Peloton Interactive's (NASDAQ:PTON) fiscal fourth quarter couldn't have been better. Connected fitness subscriptions hit triple-digit growth rates as more people shifted to at-home fitness options. The quarter was so strong that management didn't have to spend much on marketing to drive sales, which lifted profits. 

The pullback in marketing spending allowed Peloton to report its first net profit, but investors shouldn't expect earnings to continue growing. Peloton is launching new products, lowering prices on older products, and continuing to expand its manufacturing capabilities, which will require investment and pressure margins going forward.

A woman using a Peloton bike in a bedroom.

Image source: Peloton Interactive.

Peloton has a profitable business model

Peloton reported an adjusted earnings before interest, taxes, depreciation, and amortization (EBITDA) margin of 23.7%. That is above even optimistic analyst forecasts for the long term. Goldman Sachs had previously estimated that Peloton can achieve an adjusted EBITDA margin of 20% over time, given the company's lucrative subscription service. 

Peloton's business model is based on heavy marketing spend in the early stages of growth to drive brand awareness. As awareness rises over time, management plans to gradually roll back that expense in proportion to revenue, which has typically hovered around 30% to 35% of the top line, to bring profits up. 

COVID-19 accelerated that plan and gave investors a glimpse of where Peloton's profitability is likely headed. In the last quarter, marketing expense was just 14% of revenue, or less than half the level of the previous quarter. The pullback in marketing expense led to net income of $89.1 million, or $0.27 per share, in the fiscal fourth quarter. That is a healthy net profit margin of 14.7% of revenue. 

Revenue exploded 172% year over year despite the light marketing. Peloton credited high revenue growth partly to undelivered Bikes from the previous quarter, in addition to strong organic demand during the pandemic.

Demand is incredibly strong right now as management expects revenue growth to accelerate again to 218% year over year at the midpoint of guidance in the fiscal first quarter of 2021.

However, management is guiding for adjusted EBITDA margin to fall back to single digits for fiscal 2021 (which ends next June) with a midpoint estimate of 6.6%. The guidance reflects light marketing spending in the first half of the year and then a return to more normalized spending levels in the second half of fiscal 2021. 

Higher marketing and lower prices will pressure margins 

Peloton will ramp up marketing again as the year progresses, especially for the holiday quarter. It still has potentially millions of customers to reach. The connected fitness subscriber base grew 113% year over year last quarter and crossed the one million mark, bringing the total global member base to 3.1 million. 

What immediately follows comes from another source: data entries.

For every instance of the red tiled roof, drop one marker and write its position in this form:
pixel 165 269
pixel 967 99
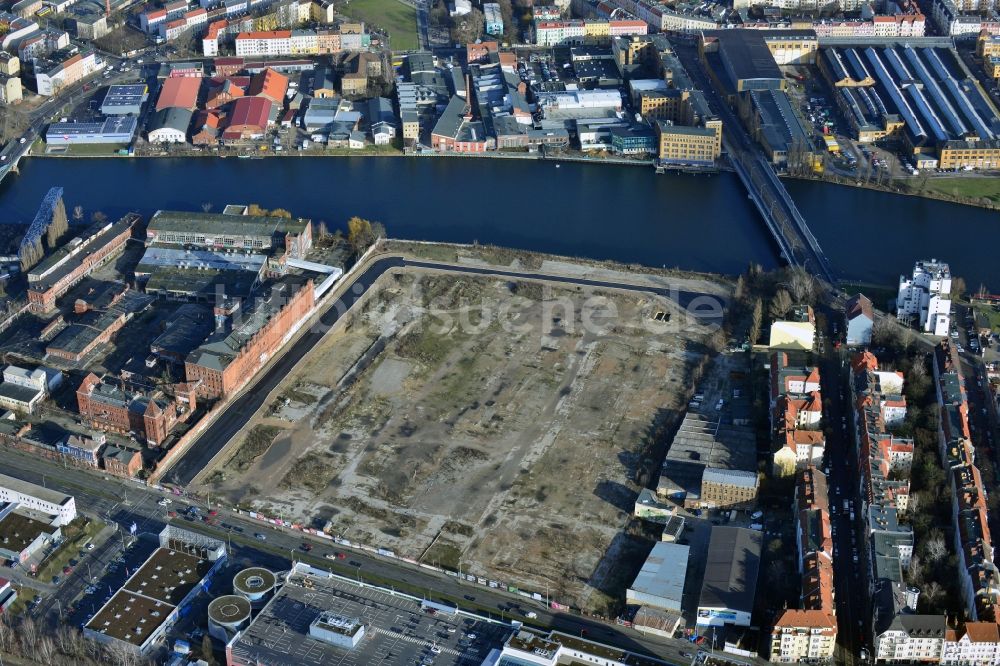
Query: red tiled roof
pixel 268 84
pixel 983 632
pixel 250 112
pixel 265 34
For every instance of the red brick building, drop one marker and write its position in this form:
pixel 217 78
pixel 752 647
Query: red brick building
pixel 228 360
pixel 121 462
pixel 57 273
pixel 108 407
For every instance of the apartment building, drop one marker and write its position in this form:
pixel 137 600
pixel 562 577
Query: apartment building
pixel 113 408
pixel 493 18
pixel 54 275
pixel 319 41
pixel 38 498
pixel 800 441
pixel 924 299
pixel 729 488
pixel 911 639
pixel 64 68
pixel 554 32
pixel 988 50
pixel 975 644
pixel 859 319
pixel 790 378
pixel 978 577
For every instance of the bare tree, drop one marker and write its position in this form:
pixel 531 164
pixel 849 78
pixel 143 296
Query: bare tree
pixel 780 304
pixel 756 318
pixel 802 285
pixel 935 548
pixel 886 332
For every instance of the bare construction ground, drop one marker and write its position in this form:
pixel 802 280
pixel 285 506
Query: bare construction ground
pixel 477 423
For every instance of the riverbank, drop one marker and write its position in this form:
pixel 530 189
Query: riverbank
pixel 348 152
pixel 584 210
pixel 935 188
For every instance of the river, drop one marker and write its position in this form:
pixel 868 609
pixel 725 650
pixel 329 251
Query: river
pixel 627 214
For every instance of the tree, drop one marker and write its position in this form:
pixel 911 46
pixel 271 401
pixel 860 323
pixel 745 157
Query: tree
pixel 362 233
pixel 935 548
pixel 802 285
pixel 886 332
pixel 756 318
pixel 467 29
pixel 780 304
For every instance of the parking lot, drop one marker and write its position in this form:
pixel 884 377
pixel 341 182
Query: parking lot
pixel 397 629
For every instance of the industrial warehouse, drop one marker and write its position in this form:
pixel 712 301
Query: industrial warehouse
pixel 138 615
pixel 919 91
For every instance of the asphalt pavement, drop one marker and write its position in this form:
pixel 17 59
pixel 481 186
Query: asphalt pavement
pixel 105 497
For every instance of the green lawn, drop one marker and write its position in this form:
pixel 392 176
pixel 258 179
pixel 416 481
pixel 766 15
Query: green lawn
pixel 76 535
pixel 974 187
pixel 88 150
pixel 399 20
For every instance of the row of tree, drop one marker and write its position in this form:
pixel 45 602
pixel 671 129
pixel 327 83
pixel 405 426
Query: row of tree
pixel 22 637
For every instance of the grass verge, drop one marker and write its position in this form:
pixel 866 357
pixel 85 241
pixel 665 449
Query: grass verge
pixel 255 444
pixel 399 20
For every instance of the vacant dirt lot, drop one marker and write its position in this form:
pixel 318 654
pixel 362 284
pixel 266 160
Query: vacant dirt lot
pixel 480 423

Management has previously stated that the addressable market is 14 million, but that number might be underestimating Peloton's long-term potential.  

Peloton just introduced a new Bike+ model and lowered the price on the original model by $350. The lower price on Bike+ and expected sales-mix shift to Tread+ will pressure gross margin in the near term. But management is optimistic about the potential to expand the market opportunity for its products with lower prices, as CFO Jill Woodworth explained on the conference call: "We do believe, of course, lowering the price of our product will have an impact on our serviceable, addressable market."

Where Peloton is investing

Peloton has plenty of initiatives on its plate. Management plans to continue investing aggressively in new products, manufacturing and distribution, new software features, and adding more workout programs. 

Given the global market opportunity, investors shouldn't expect Peloton to suddenly prioritize reporting a profit over revenue growth. But the recent results validate how profitable Peloton can be over the long term as the subscriber base continues to grow and brand awareness increases.